Bei den Herren beeindruckte Peter Rose als Ochs mit Noblesse vortäuschender, perfekter Höhe und derb-überheblichem Bass. Wenn er dann auch noch den Kopf schüttelt, dass die Wangen wackeln, macht er den Antihelden endgültig zum Sympathieträger. Abgesehen davon kann man sich in dem Fotoband, den die Staatsoper zum Jubiläums-Rosenkavalier herausgegeben hat, davon überzeugen, dass Roses Ochs genauso aussieht, wie ihn Alfred Roller für die erste Staatsopern-Inszenierung gezeichnet hat; dementsprechend lässt sich auch eine gewisse Ähnlichkeit mit Richard Mayr, dem allerersten Staatsopern-Ochs, feststellen.

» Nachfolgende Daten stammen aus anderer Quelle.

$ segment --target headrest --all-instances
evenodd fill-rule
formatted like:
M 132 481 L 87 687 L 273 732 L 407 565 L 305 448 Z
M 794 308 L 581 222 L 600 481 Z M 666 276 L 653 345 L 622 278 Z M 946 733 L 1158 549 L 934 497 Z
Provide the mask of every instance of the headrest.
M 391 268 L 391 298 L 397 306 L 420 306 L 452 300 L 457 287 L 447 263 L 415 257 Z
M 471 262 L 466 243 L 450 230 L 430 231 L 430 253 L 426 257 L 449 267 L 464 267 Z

Markus Eiche war ein köstlich-aufgeregter Faninal, und Michael Laurenz gab ein gelungenes Rollendebüt als das Schlitzohr Valzacchi. Zusammen mit der Annina von Ulrike Helzel bildete er ein herrliches Intriganten-Duo. Caroline Wenborne war eine aufgeregte und strenge, aber sehr sympathische – und vor allem tadellos singende – Leitmetzerin.

Die vielen kleinen Partien waren durchwegs gut besetzt, wobei das Rollendebüt von Jörg Schneider als Wirt positiv hervorzuheben ist – im Rosenkavalier sowie im echten Wiener Leben eine nicht zu unterschätzende Aufgabe. Schneider bringt dafür die ideale Stimme und Figur mit, wobei sein Wirt schmeichlerisch-bemüht, aber auch ein ausgefuchster Geschäftsmann ist. Ein Negativbeispiel muss leider auch genannt werden: Benjamin Bruns italienische Sänger grenzte eher an eine Karikatur.

Hinsichtlich der musikalischen Leitung des Jubiläums-Rosenkavalier ging man auf Nummer sicher und bestellte Ádám Fischer ans Pult, der von A wie Aida bis Z wie Zauberflöte schon allerhand an diesem Haus dirigiert hat. Davon ist Der Rosenkavalier allerdings die einzige Strauss-Oper, dafür hat er sie aber schon über dreißig Mal geleitet. Die Partitur scheint ihm ebenso wie dem Staatsopernorchester in Fleisch und Blut übergegangen zu sein, und dementsprechend lebhaft, mit kecken Ausbrüchen und melancholischen Untertönen, wurde großartig musiziert; auch die Walzer waren echt wienerisch „schlampig“, mit larmoyant verzögertem Dreivierteltakt. Nur an einigen wenigen Stellen, etwa am Beginn des zweiten Aktes, wurde es im Überschwang ein wenig laut, aber das tat der Begeisterung keinen Abbruch. Orchester und Dirigent wurden ebenso wie das singende Personal bejubelt – und da demnächst Fischers fünfzigstes Dirigat von Fidelio an diesem Haus ansteht, wird das Jubeln wohl weitergehen.